Sometimes, the best solutions are the simplest ones. When teaching, I often told my students about having those “no duh” moments – when the answer is so obvious, you might actually miss it! This same principle applies to two of my favorite tools: Croak.It and Screenchomp. Both of these tools are shockingly simple but have enormous potential.
1 Button, 30 Seconds, 100s of Uses
With the push (or tap) of ONE button, Croak.It allows for up to 30 seconds of audio recording from any device. While the option exists to create an account in order to curate all croaks in one place, it works just as well without the login. 30 seconds may not seem like a long time, but try recording yourself – it’s amazing how much you can actually say!
- Students practice their reading fluency for 30 seconds. They can record as many times as they link before publishing their croak.
- Students create radio advertisements for a book that they read.
- Students who aren’t yet writing (think early elementary) post audio blogs with their reflections, responses to pictures, or ideas.
- Students record themselves describing a painting, diorama, sculpture, or some other project.
- Students reflect on their learning and described the steps or processes that they used for problem solving.
- Teachers post audio recordings of directions on their blogs or class websites to support diverse readers.
- Teachers give audio feedback on student work via a link.
- Teachers record guided reading activities for fluency assessments.
Show & Tell & Record & Share
My other favorite tool these days is the screencasting app, Screenchomp.

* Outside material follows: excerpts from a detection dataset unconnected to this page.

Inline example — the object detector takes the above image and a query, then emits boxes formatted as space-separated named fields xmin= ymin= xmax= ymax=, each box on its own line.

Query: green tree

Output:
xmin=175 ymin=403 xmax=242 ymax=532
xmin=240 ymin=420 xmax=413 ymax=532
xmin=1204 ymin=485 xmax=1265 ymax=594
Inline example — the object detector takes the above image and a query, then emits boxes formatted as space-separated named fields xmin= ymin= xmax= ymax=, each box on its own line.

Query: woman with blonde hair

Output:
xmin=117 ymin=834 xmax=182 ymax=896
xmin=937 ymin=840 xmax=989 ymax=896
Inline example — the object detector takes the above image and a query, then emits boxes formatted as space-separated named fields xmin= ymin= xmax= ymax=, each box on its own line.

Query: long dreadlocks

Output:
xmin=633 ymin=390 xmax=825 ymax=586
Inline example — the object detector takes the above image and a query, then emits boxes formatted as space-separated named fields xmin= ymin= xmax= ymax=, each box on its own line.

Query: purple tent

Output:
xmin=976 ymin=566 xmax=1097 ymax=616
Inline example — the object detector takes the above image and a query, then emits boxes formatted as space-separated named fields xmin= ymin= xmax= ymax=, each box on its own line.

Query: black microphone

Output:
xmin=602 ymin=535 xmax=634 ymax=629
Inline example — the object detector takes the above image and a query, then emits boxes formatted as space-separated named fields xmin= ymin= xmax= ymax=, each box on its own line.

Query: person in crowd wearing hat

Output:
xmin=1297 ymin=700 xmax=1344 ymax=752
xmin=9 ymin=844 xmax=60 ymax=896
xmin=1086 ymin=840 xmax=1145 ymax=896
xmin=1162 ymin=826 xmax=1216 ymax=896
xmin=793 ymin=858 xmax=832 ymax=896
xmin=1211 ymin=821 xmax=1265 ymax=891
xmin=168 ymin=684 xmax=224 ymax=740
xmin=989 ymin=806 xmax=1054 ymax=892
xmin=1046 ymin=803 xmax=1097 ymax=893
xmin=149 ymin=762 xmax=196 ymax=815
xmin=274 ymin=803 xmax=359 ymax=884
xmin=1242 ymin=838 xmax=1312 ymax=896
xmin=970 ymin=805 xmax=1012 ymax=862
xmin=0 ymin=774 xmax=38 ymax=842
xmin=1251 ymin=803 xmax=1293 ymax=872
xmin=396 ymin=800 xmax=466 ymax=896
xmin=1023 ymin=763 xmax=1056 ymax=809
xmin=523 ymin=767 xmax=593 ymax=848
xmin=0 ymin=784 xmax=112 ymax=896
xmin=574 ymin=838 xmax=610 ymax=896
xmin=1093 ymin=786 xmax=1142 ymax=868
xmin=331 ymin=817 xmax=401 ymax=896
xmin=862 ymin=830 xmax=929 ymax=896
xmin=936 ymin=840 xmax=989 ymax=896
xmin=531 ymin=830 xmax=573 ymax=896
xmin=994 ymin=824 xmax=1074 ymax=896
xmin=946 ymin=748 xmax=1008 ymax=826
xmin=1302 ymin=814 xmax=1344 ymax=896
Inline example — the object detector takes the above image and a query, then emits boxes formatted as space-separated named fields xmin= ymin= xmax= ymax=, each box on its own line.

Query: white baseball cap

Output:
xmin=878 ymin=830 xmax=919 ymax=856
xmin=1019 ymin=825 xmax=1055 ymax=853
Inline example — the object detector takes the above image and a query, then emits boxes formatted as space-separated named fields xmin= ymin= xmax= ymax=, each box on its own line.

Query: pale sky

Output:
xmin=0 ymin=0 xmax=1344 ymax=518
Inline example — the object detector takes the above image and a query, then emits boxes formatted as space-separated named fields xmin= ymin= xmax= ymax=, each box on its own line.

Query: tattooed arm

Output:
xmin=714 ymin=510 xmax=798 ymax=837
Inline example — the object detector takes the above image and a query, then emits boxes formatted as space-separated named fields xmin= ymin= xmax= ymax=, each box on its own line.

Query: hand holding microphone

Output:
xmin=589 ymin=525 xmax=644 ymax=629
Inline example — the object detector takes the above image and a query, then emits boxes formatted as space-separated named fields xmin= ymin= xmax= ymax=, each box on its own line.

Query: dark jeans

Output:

I know that there are more robust screencasting apps, but the beauty of this one is again in the simplicity. It doesn’t require a login, makes it difficult to accidentally delete a project, and shares via email or a link. Unlike most other screencasting apps, Screenchomp also allows you to scroll up and down a full page length.
- Students record themselves drawing a picture, solving a problem, or annotating a diagram so that teachers can see and hear their thinking.
- Students take pictures of their drawings, sculptures, or even math manipulatives and then create a video explanation.
- Students take a picture of a page in a reading book and then record their fluency.
- Students import a PDF of a graphic organizer, worksheet, lab procedure, map, etc., and record their thinking as they draw on the “page”.
- Teachers demonstrate how to solve a problem or work through a process and then posted the link to a class blog or web site to share with students for homework.
- Teachers keep running reading records to assess fluency.
- Teachers provide recorded feedback on students’ writing.
KISS – Keep It Shockingly Simple
I know that other audio recording tools and apps have more features, the ability to do editing, longer record times, and dozens of other benefits. I also know that other screencasting apps and programs can save, insert multiple pictures, include typed text, and offer more tools. The beauty of these two, though, is that they DON’T have the features.
For the start of the school year, what if the focus is small, meaningful activities with enormous value and potential? Sometimes, the simplest solution may be the most effective.